Tuesday, November 21, 2006

I Found My Heart in Magdalena

Fifteen years ago almost to the day, Bill and I found this spot on NM 107 that bewitched us. Equipped only with a Polaroid and my old film Canon, we took pictures of ourselves standing before the gate that would become part of my mountain bluebird painting, "The Road to Magdalena." Trying to find it again this trip proved a bit more difficult than we'd thought it would be, because the original fenceposts had been moved. The more we thought about it, the more we realized that it had to be at one certain spot that had a funky wood fence, a stock corral, and a spectacular view. Our conviction that this was The Place grew as we walked toward it. And then we saw the fencepost--the funky bent one to the left of the posts, the only one that was unchanged from our little Polaroid photo. All the rest of the pieces fell into place, and we posed for Phoebe to take our picture.We just couldn't get our minds around all the things that have transpired in the last 15 years. Here we were, not young lovers anymore, but accompanied by our kids, who have become two fine and interesting people.
The sky was just as blue, the grass just as golden, the distant mountains purple, the silence just as thick and soothing. But we were more, and we were immeasurably happy about that.

The first time we visited, mountain bluebirds appeared out of nowhere, the first ones I'd ever seen in my life. They sat on the corral posts, let us take in their beauty, and then they flew off. This time, as we stood and looked out on the mountains behind the magic gate, two mountain bluebirds came winging up and landed on the wires overhead. Having spent the last couple of days blissfully in the company of mountain bluebirds, I know that they were motivated by curiosity--they wanted to see what our little family was doing out in the middle of their nowhere. A male and a female, just like last time, maybe the great-great-great grandchildren of the ones who'd sought us out before, the pair that found its way into my painting. I knew I would have to paint this scene again.

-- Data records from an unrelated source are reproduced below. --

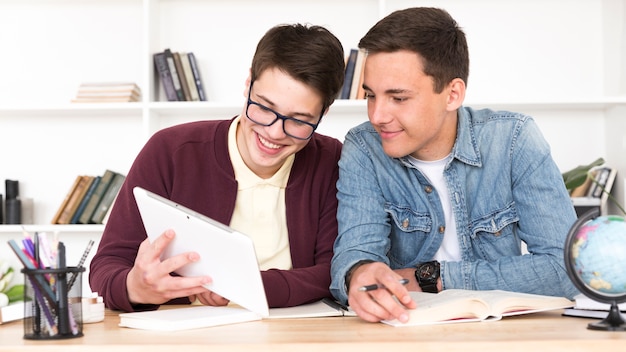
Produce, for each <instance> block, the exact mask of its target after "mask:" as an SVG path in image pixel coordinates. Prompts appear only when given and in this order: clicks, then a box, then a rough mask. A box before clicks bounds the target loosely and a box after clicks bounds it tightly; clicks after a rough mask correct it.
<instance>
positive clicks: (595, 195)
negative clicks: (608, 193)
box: [593, 167, 611, 198]
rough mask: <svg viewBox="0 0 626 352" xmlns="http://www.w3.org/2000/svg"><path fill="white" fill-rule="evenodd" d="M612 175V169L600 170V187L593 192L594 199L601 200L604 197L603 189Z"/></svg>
mask: <svg viewBox="0 0 626 352" xmlns="http://www.w3.org/2000/svg"><path fill="white" fill-rule="evenodd" d="M610 173H611V169H609V168H606V167H605V168H603V169H602V170H600V172H599V173H598V176H597V180H598V185H597V187H596V188H594V190H593V197H594V198H600V197H601V196H602V193H603V192H604V190H603V189H604V188H605V187H606V182H607V180H608V179H609V174H610ZM607 191H608V190H607Z"/></svg>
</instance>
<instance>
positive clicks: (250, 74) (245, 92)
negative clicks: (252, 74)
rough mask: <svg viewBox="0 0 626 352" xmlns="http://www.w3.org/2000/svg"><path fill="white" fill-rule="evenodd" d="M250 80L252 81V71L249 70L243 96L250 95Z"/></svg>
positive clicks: (243, 96) (248, 71)
mask: <svg viewBox="0 0 626 352" xmlns="http://www.w3.org/2000/svg"><path fill="white" fill-rule="evenodd" d="M250 82H252V73H251V72H250V71H249V70H248V78H246V86H245V87H244V88H243V97H244V98H247V97H248V89H250Z"/></svg>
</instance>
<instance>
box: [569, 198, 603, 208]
mask: <svg viewBox="0 0 626 352" xmlns="http://www.w3.org/2000/svg"><path fill="white" fill-rule="evenodd" d="M572 203H573V204H574V206H575V207H596V206H600V204H602V199H600V198H593V197H573V198H572Z"/></svg>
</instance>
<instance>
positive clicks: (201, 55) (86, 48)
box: [0, 0, 626, 254]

Bill found a bit of barbed wire on the ground by our fence, and gave it to me as reference for the painting. "You could bend that into something," I said, and he set to work, bending and twisting it into a lopsided heart.
I had to sit down for awhile then, and think about all this, about all we have done together, about the joy and the heartbreak, and about how much more and different love is in our lives now than there was even then, when we were new. It's not often that your life passes before your eyes, that you have the perspective to compare yourself now to the person you were a decade and a half before. Coming up from the reverie, I held the heart my sweet Bill had made up against the blue New Mexican sky, for all the world to see.